A slide show presentation about the bond in 2012 noted that the district planned to “collaborate with Mulvane Recreation Center to share gym/walking track” at the grade school, though it did not specify before, during or after school.

Cross said she and other parents who have voiced concerns have no problem with senior citizens or others using the track before or after school. But allowing any public access during the school day puts children at risk, she said.

“They’re saying it’s fine, it’s not a big deal. But we feel like they already have a concern if they’re limiting the use to senior citizens,” Cross said.

“There could be pedophiles, sexual predators, shooters – I mean, look at Sandy Hook,” she said, referring to a mass shooting at a school in Newtown, Conn., in December 2012.

That incident prompted many public school districts, including Wichita, to re-evaluate crisis plans and upgrade security in school buildings. In November, the Wichita school board voted to close a public library branch inside Colvin Elementary School, citing security concerns.

Unlike the walking track and fitness centers at Mulvane Grade School, however, the Colvin library did not have a separate, controlled-access entrance. Wichita district officials said it posed a security risk because patrons couldn’t be adequately monitored once they passed through a front-office checkpoint.

Cross said she hopes board members will reconsider their lease agreement with the recreation commission and allow access to the new facilities only during non-school hours.

“We aren’t trying to divide this community. It’s about the safety of our children,” she said. “We do not live in the 1920s. This is not Mayberry.”

Some attending Thursday’s special meeting, however, say the school board should honor the agreement and let the seniors continue using the studios and track.

“You contracted with the senior citizens of Mulvane – believe it or not, it was a contract – that we could use this facility,” Bill Crane, a Mulvane resident since 1972, told the school board Thursday night.

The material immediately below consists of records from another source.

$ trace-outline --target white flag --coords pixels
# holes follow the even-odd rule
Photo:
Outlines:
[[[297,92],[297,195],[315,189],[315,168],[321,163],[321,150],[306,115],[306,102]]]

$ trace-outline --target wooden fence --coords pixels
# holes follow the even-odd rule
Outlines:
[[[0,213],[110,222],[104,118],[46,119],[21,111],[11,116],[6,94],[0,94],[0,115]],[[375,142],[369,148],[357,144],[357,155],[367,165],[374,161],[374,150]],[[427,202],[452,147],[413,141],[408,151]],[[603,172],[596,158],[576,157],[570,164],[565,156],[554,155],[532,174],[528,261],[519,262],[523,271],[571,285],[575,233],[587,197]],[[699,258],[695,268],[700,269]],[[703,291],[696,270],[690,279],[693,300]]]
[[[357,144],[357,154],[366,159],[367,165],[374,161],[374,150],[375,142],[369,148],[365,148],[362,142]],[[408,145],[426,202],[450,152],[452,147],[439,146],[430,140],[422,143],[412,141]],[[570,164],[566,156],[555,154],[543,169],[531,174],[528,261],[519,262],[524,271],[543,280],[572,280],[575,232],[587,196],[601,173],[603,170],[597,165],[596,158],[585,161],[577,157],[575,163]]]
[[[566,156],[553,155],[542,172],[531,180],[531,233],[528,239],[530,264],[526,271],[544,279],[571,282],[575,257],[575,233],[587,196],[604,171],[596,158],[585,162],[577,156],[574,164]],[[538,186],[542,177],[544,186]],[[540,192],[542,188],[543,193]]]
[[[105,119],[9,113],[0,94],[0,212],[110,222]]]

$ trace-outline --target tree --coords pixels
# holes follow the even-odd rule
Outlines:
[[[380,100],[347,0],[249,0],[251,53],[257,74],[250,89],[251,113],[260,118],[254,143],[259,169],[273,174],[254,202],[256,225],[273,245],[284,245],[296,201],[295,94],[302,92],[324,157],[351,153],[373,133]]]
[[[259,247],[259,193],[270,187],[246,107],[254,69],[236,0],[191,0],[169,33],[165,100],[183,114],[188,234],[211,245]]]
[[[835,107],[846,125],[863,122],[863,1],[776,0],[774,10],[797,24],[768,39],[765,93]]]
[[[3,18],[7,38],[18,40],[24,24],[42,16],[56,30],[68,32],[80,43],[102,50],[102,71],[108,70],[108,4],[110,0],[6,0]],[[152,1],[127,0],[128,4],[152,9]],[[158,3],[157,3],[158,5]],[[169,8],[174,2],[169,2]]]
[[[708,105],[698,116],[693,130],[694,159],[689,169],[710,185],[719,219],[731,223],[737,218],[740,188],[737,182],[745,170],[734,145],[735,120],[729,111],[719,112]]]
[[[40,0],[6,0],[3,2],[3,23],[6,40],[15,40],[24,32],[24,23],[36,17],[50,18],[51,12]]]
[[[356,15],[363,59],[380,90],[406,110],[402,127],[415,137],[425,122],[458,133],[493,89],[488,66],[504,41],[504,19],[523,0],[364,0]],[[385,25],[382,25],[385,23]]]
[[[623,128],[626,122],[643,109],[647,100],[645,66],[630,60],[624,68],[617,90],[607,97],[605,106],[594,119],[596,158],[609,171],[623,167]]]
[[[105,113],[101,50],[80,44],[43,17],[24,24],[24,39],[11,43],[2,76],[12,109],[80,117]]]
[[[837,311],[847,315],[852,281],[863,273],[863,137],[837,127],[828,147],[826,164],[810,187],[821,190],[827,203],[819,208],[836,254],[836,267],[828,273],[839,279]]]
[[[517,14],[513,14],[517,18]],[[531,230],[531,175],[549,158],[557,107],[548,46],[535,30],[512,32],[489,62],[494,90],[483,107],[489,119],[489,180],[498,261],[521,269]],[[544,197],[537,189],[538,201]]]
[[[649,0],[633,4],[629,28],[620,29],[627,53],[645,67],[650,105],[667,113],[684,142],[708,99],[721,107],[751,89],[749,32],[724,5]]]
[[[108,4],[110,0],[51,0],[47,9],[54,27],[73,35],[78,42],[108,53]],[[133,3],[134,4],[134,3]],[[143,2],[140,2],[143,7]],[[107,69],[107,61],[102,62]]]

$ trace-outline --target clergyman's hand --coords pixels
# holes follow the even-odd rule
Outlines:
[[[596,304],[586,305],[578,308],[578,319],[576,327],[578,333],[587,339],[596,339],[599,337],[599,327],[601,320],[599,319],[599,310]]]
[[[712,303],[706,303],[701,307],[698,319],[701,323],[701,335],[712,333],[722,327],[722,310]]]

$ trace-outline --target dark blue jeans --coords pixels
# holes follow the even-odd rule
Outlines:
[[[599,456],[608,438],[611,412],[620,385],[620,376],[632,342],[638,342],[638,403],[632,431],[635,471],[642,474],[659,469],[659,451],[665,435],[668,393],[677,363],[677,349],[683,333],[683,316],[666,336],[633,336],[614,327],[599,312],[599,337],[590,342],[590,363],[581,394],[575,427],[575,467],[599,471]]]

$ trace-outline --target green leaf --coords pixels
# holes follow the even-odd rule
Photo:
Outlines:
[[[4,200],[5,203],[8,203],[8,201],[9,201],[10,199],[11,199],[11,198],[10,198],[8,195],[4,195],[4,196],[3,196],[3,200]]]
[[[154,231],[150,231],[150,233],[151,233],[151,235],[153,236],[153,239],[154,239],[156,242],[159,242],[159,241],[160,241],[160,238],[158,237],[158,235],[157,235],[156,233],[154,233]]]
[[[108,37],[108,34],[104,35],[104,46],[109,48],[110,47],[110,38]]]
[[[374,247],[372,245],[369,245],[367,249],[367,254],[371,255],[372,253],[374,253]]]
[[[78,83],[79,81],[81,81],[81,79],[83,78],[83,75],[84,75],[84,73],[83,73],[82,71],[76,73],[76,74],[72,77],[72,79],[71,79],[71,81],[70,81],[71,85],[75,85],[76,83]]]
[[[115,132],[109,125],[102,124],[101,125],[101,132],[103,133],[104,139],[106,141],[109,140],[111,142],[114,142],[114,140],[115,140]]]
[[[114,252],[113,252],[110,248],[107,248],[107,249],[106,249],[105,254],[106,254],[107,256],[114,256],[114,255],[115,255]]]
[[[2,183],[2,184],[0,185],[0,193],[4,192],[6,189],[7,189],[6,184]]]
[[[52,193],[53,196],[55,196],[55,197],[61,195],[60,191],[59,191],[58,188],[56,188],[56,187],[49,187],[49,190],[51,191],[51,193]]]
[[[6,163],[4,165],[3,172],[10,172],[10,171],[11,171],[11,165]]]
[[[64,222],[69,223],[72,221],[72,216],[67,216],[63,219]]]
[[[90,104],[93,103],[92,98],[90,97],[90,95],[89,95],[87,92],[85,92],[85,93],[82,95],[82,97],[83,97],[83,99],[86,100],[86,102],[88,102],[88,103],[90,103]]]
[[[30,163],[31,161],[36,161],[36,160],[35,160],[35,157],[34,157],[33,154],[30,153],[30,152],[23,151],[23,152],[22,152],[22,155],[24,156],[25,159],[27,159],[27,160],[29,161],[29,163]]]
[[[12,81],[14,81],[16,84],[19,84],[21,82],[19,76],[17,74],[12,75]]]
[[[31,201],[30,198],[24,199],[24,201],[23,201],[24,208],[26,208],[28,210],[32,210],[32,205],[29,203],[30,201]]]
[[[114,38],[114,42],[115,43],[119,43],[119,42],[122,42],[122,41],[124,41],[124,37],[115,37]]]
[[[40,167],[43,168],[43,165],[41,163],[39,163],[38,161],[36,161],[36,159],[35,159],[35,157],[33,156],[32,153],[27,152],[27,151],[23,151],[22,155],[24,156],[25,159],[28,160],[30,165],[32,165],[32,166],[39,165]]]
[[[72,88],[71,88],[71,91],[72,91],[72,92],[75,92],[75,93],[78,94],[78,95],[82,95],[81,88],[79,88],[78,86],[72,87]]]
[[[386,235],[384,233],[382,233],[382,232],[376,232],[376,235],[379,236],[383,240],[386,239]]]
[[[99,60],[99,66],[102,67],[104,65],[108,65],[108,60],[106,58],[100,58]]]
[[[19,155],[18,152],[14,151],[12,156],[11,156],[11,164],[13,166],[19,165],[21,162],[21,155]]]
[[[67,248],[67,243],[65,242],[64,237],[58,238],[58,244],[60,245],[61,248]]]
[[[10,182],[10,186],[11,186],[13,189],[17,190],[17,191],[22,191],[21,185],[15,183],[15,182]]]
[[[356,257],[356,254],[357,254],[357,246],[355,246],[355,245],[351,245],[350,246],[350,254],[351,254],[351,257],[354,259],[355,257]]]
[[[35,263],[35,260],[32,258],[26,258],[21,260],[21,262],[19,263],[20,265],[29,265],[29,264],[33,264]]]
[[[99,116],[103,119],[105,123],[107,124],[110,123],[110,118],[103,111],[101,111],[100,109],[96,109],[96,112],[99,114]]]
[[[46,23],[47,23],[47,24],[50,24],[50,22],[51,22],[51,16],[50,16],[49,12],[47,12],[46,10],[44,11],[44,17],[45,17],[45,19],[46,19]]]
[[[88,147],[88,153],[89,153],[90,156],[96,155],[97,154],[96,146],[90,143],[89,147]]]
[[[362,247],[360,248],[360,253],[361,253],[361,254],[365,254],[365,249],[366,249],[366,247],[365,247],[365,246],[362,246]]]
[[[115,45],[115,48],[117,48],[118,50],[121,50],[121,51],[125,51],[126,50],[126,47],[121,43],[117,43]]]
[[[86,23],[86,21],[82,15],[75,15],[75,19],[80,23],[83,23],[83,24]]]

“There was a contract, an agreement, with the entire city of Mulvane that this is a multi-use facility.”

Steve Fry, the Mulvane school board president, said after Thursday’s special meeting that the board would discuss concerns at their next meeting Monday. The discussion will take place in executive session because it relates to matters of school security, he said.

Fry said he expected a decision within a few weeks on whether to continue allowing seniors to use the track during school hours.

In the meantime, he said, “seniors will continue to use the track.”